Gabriel Gandolfo
MCU Université Côte d’Azur
Junto con el gusto, el olfato es uno de los sentidos químicos, el más antiguo de los cinco sentidos llamados exteroceptivos, que informan al sistema nervioso sobre el entorno: puesto que la vida apareció en el agua, los primeros organismos vivos eran por tanto acuáticos y necesitaban informarse sobre las moléculas presentes en el agua.

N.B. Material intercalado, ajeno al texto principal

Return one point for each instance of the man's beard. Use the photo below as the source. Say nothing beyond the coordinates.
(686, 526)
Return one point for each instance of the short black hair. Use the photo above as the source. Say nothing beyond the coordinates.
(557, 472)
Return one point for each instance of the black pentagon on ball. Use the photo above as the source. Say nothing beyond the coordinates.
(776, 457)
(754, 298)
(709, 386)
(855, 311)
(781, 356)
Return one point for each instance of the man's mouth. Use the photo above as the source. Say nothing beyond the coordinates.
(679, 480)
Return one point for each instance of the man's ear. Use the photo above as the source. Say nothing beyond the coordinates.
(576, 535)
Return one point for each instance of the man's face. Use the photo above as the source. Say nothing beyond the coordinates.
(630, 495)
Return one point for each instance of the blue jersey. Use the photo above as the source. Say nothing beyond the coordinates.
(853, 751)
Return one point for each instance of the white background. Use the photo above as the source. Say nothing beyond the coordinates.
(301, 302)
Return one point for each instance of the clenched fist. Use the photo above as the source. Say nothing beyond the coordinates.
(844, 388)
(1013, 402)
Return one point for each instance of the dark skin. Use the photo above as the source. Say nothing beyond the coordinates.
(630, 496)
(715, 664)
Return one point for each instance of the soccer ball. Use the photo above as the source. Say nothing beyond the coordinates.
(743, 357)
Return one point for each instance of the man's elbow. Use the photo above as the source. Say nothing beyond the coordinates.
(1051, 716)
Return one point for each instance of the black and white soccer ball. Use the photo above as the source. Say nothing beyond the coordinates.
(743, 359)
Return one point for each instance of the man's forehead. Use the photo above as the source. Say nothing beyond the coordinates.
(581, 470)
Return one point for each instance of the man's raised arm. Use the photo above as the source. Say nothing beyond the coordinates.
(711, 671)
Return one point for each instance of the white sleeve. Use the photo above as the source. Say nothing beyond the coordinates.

En otras palabras, la aparición del sentido del olfato se remonta al principio mismo de la evolución de las especies, aunque se cree que perdió gran parte de su funcionalidad en los humanos modernos, esencialmente porque se descuidó en favor de los demás sentidos, Aunque se pensaba que había perdido gran parte de su funcionalidad en los humanos modernos, principalmente porque se descuidó en favor de los demás sentidos, o incluso fue denigrado por los científicos (de Buffon a Broca) con el argumento de que no era más que un vestigio de nuestra animalidad y, por tanto, no tenía más que un vago interés hedónico, sigue siendo, sin embargo, uno de nuestros sentidos más ancestrales, anclado en el inconsciente colectivo junguiano. Sin embargo, ha surgido una repentina toma de conciencia de las múltiples funciones del sentido del olfato a raíz de las consecuencias de la anosmia (pérdida de olfato) provocada por la reciente pandemia de Covid-19: impacto en la nutrición, en la vida afectiva y emocional, en las interacciones sociales en particular, con riesgos patógenos (que van de la desnutrición a la depresión). Redescubrir su importancia mediante experimentos olfativos lúdicos se convierte así en un proyecto muy interesante, sobre todo si lo relacionamos con la percepción multisensorial del cerebro, incluidos el oído y la vista.